In this NASA Phase I SBIR, CU Aerospace and the University of Illinois Microbiology Department will partner to develop compact sterilizers based on plasma-generated Reactive Oxygen Species (ROS) technology. Specifically, the team will apply radio frequency electric discharges operating at moderate pressure (5-50 Torr) in O2:He mixtures to generate significant quantities of reactive species, especially singlet delta oxygen, referred to as O2(a), a known sterilant of various microorganisms. The afterglow exhaust from the plasma generator will be flowed over samples of spores (e.g. G. stearothermophilus), and the inactivation rate of the spores at various plasma reactor settings will be determined. Various reactive oxygen species (electronically-excited singlet O2, O atoms, ozone) produced in the plasma reactor will be characterized while flow temperatures will be monitored spectroscopically, and these results will be used to derive exposure conditions suitable for sterilization of various spacecraft materials. A methodology for quantifying bacteria inactivation on various materials will be devised.

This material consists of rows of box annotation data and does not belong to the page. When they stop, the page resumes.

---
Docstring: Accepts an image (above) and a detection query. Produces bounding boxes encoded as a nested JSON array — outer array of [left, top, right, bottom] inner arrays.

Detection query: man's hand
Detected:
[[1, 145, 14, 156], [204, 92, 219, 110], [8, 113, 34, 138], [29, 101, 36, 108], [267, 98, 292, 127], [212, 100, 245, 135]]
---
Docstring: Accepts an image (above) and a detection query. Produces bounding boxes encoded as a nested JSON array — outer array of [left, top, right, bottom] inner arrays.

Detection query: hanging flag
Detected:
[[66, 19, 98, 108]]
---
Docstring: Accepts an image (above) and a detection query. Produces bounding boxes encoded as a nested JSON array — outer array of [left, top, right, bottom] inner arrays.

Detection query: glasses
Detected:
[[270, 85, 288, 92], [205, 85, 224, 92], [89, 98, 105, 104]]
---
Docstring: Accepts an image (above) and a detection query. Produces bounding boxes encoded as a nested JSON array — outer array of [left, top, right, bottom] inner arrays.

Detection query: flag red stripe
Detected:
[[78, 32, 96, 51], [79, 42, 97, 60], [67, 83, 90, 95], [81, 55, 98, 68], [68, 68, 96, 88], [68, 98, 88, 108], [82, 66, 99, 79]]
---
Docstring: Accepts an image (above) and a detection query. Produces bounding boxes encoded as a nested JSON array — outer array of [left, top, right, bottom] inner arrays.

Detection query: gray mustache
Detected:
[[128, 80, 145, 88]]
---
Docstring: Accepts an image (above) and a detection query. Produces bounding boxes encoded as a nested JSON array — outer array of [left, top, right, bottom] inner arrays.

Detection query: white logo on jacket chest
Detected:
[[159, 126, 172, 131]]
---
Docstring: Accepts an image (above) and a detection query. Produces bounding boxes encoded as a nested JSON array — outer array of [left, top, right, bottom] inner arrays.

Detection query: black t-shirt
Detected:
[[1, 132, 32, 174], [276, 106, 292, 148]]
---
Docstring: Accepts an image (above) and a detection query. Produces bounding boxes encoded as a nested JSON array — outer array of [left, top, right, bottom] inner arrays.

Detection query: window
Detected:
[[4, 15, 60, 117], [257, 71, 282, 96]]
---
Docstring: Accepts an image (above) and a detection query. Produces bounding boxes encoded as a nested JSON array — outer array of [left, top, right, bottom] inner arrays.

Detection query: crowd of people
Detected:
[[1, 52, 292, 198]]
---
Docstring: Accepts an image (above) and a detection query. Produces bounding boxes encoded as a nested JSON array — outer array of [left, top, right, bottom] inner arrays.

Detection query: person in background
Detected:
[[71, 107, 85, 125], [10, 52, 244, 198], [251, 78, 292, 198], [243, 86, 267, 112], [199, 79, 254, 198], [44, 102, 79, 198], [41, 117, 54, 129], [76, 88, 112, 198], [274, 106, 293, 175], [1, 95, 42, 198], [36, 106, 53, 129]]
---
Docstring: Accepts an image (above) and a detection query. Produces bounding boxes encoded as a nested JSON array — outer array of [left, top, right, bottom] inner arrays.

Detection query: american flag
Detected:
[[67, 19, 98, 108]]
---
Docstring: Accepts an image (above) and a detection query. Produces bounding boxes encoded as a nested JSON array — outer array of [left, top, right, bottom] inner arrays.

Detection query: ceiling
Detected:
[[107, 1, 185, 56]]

The team will develop a preliminary design for a prototype demonstration unit which simulates an in-situ sterilizer configuration for validating application on exploration missions.
In response to spacecraft contamination concerns, the proposed work will develop procedures, techniques, and a knowledge base for aiding in validation of plasma-generated ROS for decontamination roles on future missions. Envisioned roles are: (1) sterilization of spacecraft components prior to deployment, (2) in-situ treatment of sampling tools prior to collection, (3) treating bio-containers prior to return-sample collection and container exteriors prior to stowage, and (4) use on manned missions for science tools and medical equipment.
The plasma-generated ROS technology has strong potential for low-temperature sterilization needs in the healthcare industry, and others such as wearable consumer electronics, where decontamination is necessary. A target application for closed-cycle operation of the proposed technique is a compact sterilization chamber for medical equipment and personal protective equipment (PPE).